Gilbert Chase's monumental “The Music of Spain” quotes the mature Isaac Albéniz reflecting on his youthful compositions in language that only a Spaniard could fashion: “In all of them I now note that there is...color, sunlight, flavor of olives... That music of youth, with its little sins and absurdities... appears to me like the carvings in the Alhambra... which are like the air, like the sun, like the blackbirds or like the nightingales of its gardens... the true Spain.”

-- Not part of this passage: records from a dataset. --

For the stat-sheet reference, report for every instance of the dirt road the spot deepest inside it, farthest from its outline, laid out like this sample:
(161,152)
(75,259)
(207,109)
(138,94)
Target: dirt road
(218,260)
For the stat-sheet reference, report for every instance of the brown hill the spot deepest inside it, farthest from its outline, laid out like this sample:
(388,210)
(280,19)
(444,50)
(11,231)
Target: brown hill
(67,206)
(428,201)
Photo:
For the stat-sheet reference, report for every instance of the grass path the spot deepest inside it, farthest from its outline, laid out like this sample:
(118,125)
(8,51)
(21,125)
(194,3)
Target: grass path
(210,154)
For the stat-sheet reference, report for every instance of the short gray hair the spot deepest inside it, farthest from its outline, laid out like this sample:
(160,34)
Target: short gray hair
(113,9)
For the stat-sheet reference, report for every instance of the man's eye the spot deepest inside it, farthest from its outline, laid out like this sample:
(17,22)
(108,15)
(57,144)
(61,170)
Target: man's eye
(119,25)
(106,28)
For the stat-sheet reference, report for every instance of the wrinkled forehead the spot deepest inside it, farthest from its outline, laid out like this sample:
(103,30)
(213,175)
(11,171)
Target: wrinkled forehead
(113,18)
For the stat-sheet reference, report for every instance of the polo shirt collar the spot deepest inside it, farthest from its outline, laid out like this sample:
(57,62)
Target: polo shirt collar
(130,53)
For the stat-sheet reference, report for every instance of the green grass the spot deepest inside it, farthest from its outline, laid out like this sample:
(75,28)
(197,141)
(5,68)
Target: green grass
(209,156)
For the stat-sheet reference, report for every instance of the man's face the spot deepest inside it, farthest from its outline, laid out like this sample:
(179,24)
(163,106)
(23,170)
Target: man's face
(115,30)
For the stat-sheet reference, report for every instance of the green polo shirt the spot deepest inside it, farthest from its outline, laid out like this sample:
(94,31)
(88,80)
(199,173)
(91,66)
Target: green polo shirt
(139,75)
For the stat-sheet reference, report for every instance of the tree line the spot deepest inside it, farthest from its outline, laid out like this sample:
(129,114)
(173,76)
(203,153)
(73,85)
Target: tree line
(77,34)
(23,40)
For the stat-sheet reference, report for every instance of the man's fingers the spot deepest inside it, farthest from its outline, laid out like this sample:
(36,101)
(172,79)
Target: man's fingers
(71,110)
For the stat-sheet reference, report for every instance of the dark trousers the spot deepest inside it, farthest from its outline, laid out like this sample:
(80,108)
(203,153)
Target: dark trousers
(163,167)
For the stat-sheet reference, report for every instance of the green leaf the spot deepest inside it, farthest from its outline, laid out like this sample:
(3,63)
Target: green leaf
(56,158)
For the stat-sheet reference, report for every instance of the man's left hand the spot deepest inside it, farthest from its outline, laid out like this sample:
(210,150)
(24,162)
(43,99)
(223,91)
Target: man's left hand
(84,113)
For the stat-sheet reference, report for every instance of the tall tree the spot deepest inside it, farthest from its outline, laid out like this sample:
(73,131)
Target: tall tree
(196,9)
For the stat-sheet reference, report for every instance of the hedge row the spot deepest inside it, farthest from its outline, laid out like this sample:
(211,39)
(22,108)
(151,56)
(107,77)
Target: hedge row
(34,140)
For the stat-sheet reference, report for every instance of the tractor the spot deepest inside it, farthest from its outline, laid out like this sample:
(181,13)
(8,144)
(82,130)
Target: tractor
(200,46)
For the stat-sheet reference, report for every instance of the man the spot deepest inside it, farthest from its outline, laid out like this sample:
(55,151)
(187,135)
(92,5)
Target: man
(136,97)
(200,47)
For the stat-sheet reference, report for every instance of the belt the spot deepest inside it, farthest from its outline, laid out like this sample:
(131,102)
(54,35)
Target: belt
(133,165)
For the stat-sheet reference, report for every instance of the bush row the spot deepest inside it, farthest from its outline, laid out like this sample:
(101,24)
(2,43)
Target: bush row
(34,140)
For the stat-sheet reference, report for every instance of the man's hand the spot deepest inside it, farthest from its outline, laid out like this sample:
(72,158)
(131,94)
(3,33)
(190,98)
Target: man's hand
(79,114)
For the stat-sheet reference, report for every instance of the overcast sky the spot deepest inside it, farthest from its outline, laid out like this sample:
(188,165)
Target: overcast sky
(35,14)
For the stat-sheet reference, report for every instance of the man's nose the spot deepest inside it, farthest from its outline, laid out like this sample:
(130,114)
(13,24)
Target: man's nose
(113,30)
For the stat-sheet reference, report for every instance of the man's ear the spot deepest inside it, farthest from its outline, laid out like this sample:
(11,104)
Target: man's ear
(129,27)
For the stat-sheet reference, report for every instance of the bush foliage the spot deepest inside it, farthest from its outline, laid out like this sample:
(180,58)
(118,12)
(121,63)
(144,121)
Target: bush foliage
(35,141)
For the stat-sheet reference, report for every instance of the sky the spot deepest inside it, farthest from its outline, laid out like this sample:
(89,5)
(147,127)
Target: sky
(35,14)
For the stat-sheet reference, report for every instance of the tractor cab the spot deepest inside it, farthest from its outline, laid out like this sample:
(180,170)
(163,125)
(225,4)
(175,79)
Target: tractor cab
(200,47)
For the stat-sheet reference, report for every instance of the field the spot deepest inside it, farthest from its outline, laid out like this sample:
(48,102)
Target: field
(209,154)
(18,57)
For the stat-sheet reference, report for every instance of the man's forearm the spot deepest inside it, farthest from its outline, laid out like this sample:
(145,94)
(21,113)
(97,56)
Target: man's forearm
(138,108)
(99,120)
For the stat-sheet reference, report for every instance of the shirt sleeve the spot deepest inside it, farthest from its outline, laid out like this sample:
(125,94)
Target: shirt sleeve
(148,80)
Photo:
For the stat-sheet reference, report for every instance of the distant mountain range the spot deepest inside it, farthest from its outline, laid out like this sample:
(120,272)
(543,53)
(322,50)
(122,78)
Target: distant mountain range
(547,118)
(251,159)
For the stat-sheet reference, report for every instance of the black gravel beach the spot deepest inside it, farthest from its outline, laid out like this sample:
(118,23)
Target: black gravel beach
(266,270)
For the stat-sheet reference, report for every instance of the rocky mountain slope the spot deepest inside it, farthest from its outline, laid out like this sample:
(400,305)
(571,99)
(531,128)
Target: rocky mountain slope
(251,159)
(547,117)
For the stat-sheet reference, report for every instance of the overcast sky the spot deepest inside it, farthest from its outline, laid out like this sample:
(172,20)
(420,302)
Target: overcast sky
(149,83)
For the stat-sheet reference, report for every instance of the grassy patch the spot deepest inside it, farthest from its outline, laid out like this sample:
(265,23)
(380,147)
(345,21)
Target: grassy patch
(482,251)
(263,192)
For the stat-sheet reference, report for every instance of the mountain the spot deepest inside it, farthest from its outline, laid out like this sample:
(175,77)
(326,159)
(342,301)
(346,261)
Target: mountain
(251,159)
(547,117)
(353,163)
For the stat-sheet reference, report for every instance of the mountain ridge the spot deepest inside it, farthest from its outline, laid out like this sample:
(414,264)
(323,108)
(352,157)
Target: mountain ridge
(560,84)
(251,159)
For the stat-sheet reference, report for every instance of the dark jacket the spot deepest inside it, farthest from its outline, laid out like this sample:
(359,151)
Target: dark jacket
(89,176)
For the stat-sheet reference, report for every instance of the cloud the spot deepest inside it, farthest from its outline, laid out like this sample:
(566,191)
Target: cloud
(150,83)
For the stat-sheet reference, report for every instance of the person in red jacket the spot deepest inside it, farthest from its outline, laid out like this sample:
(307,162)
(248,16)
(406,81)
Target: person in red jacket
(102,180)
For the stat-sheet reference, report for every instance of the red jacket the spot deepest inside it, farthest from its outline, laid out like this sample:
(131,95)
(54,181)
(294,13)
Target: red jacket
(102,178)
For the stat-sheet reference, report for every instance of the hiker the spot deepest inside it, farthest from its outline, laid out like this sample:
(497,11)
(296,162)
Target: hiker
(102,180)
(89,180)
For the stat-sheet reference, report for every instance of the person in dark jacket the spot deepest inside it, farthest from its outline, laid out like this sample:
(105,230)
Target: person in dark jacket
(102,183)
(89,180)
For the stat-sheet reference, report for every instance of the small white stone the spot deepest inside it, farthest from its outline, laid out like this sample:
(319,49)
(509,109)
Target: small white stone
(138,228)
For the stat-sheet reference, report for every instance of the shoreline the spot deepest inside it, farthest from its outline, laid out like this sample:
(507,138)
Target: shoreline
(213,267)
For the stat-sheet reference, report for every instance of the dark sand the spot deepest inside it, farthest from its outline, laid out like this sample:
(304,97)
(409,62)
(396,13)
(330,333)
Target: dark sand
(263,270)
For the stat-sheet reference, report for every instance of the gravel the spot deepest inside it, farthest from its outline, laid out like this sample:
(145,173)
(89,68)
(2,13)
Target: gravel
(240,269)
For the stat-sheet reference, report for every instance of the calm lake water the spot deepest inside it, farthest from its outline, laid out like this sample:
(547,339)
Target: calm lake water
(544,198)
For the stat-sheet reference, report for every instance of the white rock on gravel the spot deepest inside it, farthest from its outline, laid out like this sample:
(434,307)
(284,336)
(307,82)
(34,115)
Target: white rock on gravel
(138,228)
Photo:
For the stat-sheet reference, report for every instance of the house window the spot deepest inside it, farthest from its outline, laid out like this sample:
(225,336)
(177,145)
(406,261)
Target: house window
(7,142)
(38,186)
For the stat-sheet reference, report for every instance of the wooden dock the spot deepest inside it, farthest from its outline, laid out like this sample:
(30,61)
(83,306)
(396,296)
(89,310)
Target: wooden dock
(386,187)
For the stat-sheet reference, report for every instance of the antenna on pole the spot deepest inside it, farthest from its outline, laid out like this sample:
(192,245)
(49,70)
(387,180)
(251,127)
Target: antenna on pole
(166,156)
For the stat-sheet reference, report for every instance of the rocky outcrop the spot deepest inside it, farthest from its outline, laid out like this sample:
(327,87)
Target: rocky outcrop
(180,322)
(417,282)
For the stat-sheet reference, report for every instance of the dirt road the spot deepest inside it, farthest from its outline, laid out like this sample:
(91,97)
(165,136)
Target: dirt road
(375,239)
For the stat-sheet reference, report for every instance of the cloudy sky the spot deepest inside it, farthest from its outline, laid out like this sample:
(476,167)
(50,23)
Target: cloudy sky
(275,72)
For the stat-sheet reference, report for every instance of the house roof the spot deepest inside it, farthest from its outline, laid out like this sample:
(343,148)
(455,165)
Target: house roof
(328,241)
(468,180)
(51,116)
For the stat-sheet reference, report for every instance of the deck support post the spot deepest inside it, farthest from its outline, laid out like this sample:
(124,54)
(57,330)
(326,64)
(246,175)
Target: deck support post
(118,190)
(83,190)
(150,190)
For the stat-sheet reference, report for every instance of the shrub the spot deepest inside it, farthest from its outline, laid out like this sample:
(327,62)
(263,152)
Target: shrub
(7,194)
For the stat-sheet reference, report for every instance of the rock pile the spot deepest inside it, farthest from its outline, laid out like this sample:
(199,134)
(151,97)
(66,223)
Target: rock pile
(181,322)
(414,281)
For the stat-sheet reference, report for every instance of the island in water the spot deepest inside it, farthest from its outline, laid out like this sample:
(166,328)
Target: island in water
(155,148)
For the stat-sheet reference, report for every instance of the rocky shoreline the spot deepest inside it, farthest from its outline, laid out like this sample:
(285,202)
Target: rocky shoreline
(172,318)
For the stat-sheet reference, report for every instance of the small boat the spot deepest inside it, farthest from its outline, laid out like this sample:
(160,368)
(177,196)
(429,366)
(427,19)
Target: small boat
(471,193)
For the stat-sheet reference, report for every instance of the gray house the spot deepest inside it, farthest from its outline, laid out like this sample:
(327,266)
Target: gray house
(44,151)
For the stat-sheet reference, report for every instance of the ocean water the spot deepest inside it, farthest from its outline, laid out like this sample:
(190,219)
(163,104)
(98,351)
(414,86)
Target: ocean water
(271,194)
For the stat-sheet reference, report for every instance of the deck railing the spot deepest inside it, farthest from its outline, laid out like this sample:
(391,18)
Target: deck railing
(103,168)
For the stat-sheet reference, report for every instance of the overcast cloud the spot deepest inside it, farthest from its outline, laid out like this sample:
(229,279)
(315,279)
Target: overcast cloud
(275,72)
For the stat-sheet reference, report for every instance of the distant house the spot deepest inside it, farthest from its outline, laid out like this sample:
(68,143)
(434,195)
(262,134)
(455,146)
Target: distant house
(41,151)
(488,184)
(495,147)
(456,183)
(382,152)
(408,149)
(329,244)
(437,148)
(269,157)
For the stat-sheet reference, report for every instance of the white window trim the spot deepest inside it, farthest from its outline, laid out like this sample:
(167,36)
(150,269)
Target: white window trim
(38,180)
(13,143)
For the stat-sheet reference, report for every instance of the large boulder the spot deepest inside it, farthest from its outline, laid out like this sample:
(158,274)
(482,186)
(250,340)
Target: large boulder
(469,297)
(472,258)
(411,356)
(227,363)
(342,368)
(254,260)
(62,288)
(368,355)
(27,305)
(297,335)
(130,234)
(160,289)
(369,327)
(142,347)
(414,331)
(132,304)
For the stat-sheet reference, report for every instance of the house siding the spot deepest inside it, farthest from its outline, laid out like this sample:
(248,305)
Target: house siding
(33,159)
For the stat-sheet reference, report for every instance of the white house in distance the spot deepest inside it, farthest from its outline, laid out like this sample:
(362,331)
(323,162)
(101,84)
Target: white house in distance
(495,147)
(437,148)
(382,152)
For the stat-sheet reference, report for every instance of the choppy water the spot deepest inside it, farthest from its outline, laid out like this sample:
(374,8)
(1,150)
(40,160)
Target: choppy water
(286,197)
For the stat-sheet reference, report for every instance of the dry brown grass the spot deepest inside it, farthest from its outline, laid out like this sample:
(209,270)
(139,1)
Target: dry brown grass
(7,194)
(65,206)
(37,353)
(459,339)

Scottish-born David Russell – as much a Spaniard as he's a Scott – is a protean guitarist who moves the listener with his “sentimiento” – deeper and richer than “feeling.” Russell inspires respect if not awe for his prodigious technique and mature musicality, evidenced in his new album, “Isaac Albéniz: Spanish Music on Guitar” – just released by TELARC International. This fine artist takes the listener on a wondrous musical journey that ranges through four sections of the great mid-career (1886-87) Suite española . Russell gives full value to the melancholy gentleness of “Granada,” the dance-like “Cádiz,” the “Sardana” rhythm of “Cataluña” and the Caribbean languor of “Cuba.” Albéniz wrote the masterful 8-piece Suite española for piano, as he did most of his other compositions. In his all-too-brief lifetime (1860-1909) the Spanish guitar had not been invited to sit at the main table in the concert hall and it remained consigned to the “tablaos” where the gypsies played it as they had for hundreds of years – by ear and from the heart. Today, the abundant music and the name of Isaac Albéniz are inextricably associated with and linked to the guitar.

Unlike with other anthology albums, Russell plays the fifteen selections in his new CD in an order that suits him and his unerring instincts for programing. He includes gem after gem from Doce Piezas Características, Seis Hojas de Album, Recuerdos de Viaje, España, and Cantos de España . The unfailingly-moving tango“Recuerdos de la Caleta” gives us Russell at his heartfelt best, the rhythmic “Zorzico” fron the same opus 165 is the perfect contrasting companion piece to follow it. And so it goes through this album full of riches, re-discoveries and familiar melodies made fresh and surprising by a great artist.

After the“little sins and absurdities” of his youth and his career-changing encounter with the great musicologist Felipe Pedrell, Albéniz set forth to carry Spanish music kicking and screaming out of the ethnic ghetto where it had hidden for centuries and onto the concert stages of the world. Bizet and Rimsky Korsakoff had plundered the Iberian peninsula for melodic and rhythmic riches without even bothering (in Bizet's case) to hear the real thing live and up-close. Ravel and Debussy similarly handpicked Spanish-inflected melodies and rhythms for their essentially French-in-spirit Rhapsodie Espagnole and Iberia. Édouard Lalo co-opted his 1874 Symphonie espagnole from a Spain seen through a “fin de siècle” gallic prism.

But it fell to the Catalan Isaac Manuel Francisco Albéniz y Pascual to flesh out true Spanish concert music, with is intricate roots dug deep in “Cante Jondo”, in the mountain villages of the Basque country and the gypsy caves of Granada, in the centuries-old modal scales and here and there in the musical “paella” that is Spain, from the cryptic Basques and Gallegos of the North to the sophisticated Catalans of the East to the irrepressible Andalucians with their Moorish roots. It takes a major artist with an immense soul to walk into this musical territory and find his way. David Russell has the map and compass for it: an inquisite musical instinct and a big Spanish-Scottish heart.